Gregg: Part of my research involves studying volcanoes on Earth’s ocean floors, and I’ve been able to do that with a remote-controlled vehicle as well as from within a submarine. My experience is that there is absolutely no substitute for the human presence. A remote-controlled vehicle is useful to perform the expected tasks, but is commonly helpless in the face of the unexpected.

Astronaut Jack Schmidt, the only astronaut holding a PhD in geology, was walking on the surface of the moon during the Apollo 17 mission, and a patch of orange soil caught his eye (everything so far had been shades of gray). It was just a brief flash of color that he saw in his peripheral vision. He radioed for permission to stay on the surface a bit longer than planned to collect some of this orange soil for return to Earth.

This sample eventually revealed microscopic droplets of frozen lava—quenched to a glass in the cold lunar environment—and required that at least some volcanoes on the moon erupt explosively, with fire-fountains like those we saw feeding the lava flows on Hawaii recently.

No one expected that; no one predicted that; it changed the way we think about how the moon evolved and what it’s made of. Had it been a robot instead of a person, that knowledge would have been lost forever.

UBNow: What do we now know about the moon that we didn’t 50 years ago?

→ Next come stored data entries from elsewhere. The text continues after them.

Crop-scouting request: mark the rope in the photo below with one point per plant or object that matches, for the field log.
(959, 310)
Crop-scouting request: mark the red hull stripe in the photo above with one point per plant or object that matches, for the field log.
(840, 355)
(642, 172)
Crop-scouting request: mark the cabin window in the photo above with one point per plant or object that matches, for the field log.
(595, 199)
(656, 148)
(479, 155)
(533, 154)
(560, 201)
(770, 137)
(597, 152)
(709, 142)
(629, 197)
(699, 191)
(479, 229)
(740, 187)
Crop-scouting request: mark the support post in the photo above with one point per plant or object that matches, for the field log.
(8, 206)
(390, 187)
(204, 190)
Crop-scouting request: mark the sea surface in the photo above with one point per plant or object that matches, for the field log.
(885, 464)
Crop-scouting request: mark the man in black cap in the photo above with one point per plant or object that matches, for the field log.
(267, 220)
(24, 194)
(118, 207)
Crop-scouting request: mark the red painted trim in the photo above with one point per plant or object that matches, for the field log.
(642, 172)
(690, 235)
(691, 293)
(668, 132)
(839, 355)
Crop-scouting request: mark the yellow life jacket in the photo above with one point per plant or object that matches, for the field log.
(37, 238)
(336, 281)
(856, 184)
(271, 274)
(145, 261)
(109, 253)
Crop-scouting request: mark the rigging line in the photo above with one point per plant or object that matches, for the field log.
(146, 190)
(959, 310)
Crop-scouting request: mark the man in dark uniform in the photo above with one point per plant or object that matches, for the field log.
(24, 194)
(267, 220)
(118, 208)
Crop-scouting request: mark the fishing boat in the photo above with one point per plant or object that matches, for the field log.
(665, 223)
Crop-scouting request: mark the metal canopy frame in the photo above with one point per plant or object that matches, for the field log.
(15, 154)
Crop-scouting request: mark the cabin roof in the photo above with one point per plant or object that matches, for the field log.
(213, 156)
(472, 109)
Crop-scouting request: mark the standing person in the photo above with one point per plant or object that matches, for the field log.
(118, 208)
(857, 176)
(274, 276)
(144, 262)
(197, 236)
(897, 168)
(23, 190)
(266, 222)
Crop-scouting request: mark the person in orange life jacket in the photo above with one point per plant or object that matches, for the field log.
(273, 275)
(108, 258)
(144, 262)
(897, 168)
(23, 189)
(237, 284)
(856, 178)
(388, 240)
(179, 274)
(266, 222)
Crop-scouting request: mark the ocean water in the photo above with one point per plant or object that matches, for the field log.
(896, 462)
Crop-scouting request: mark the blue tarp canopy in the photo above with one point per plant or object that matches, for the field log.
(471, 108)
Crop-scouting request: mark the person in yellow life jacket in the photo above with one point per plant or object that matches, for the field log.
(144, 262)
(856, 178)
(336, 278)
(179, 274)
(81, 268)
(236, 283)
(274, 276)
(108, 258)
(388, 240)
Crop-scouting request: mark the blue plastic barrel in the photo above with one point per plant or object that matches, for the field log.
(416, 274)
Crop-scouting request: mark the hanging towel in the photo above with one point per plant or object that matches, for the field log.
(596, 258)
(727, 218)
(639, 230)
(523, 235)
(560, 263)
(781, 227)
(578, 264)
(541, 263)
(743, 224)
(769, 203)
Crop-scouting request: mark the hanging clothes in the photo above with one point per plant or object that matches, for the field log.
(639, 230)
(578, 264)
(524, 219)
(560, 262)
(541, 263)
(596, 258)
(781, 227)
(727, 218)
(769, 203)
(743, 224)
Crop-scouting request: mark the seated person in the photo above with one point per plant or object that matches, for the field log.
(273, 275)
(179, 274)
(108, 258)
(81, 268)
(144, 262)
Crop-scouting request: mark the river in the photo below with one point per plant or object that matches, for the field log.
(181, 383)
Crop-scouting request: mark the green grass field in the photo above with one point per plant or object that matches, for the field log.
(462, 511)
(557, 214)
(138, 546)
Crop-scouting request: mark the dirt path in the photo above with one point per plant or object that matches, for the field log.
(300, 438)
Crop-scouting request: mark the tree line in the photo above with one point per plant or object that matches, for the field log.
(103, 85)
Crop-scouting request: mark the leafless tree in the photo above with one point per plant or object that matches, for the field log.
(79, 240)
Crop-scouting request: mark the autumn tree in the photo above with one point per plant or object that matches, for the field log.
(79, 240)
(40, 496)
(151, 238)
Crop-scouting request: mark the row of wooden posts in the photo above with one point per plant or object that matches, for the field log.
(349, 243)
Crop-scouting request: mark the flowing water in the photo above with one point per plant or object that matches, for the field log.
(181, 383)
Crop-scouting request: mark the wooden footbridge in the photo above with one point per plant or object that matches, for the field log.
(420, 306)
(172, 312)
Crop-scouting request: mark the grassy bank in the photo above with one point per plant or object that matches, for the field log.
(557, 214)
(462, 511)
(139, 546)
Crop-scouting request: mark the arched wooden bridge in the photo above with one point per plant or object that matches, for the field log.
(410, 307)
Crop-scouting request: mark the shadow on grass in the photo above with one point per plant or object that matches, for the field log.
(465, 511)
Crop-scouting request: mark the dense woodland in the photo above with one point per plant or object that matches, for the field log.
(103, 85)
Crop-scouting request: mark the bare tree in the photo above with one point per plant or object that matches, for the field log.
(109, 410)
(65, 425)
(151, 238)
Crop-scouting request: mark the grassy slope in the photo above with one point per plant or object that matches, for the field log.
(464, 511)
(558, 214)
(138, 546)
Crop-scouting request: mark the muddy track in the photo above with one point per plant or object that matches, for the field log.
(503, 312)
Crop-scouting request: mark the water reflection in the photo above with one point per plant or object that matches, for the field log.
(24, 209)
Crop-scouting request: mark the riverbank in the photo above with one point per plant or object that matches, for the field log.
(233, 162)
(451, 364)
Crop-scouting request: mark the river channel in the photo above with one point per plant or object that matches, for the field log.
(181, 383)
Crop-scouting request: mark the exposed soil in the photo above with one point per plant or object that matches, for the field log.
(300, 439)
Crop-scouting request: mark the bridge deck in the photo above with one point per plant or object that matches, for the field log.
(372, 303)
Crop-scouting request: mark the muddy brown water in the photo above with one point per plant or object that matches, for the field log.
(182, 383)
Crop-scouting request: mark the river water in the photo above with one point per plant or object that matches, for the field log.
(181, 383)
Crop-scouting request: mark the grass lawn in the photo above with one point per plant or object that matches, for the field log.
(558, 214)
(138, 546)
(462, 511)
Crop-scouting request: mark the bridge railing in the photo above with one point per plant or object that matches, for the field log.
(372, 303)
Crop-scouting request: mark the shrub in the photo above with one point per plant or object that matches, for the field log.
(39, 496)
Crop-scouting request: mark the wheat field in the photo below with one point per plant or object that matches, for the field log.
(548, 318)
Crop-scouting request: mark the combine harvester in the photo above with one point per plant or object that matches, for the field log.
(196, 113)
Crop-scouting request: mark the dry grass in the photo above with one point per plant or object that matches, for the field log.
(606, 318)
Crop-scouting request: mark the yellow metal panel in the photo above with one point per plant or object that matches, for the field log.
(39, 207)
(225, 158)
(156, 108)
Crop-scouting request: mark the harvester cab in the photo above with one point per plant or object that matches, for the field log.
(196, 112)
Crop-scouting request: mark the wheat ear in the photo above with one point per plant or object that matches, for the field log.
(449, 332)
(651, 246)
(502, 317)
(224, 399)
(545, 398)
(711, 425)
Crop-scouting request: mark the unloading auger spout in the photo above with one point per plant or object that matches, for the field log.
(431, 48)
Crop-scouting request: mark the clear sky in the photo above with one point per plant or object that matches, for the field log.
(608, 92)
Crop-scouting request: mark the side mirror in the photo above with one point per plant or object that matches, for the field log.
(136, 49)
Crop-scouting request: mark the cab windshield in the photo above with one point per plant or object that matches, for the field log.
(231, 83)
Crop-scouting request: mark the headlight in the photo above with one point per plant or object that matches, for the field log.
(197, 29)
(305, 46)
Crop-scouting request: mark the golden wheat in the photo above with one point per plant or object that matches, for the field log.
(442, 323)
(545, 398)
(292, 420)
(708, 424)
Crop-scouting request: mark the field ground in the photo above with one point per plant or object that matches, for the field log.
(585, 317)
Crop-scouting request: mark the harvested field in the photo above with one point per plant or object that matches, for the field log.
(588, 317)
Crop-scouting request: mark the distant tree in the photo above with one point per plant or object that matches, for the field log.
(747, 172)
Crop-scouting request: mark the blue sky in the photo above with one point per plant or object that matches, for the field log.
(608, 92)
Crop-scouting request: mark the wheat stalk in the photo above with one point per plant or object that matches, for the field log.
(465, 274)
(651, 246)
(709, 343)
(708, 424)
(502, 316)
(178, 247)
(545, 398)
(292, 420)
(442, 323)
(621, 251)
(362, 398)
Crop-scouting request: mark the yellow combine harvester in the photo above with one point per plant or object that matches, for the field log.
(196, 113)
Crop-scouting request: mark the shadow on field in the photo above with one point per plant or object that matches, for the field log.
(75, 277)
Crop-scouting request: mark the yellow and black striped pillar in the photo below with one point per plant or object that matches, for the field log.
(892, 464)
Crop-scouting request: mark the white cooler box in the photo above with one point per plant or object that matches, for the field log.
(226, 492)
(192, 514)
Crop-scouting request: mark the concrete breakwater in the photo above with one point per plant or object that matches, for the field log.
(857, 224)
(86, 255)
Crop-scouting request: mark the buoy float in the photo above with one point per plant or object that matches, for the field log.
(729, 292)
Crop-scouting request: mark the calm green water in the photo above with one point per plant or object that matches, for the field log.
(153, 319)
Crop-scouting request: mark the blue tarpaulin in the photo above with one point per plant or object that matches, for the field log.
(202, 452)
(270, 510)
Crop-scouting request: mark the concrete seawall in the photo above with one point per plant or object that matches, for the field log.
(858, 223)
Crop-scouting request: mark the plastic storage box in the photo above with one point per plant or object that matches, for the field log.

Gregg: A lot. Below are what I consider to be the “Big Ones.”

  1. The most likely explanation for the formation of the moon is that a few million years after Earth formed, a Mars-sized object smacked into the Earth. The resulting ejecta coalesced to make the moon.
  2. Impact cratering (by asteroids and comets) is a fundamental planetary process that has strongly influenced the way a planet evolves through time.
  3. At the end of the Apollo program, we thought that the only geologic process still active on the moon after about 3.2 billion years ago was impact cratering. We now know that the moon is tectonically active (it experiences “moon quakes”) and has had volcanic eruptions, perhaps as recently as a few hundred million years ago.
  4. There is water ice huddled in permanently shadowed regions at the moon’s north and south poles.

UBNow: Why continue studying the moon?

Gregg: The moon remains our geologic touchstone for the rest of the Solar System: It’s the only planet other than Earth where rocks from a known location have been collected and analyzed. Any ideas we have about how geologic processes work on other planets (aside from Earth) can really only be tested — thoroughly tested — on the Moon.

Similarly, any technologies for putting people on other planets (Mars, for example) for weeks or months must first be tested on the moon.

And there’s still so many unanswered questions about the moon!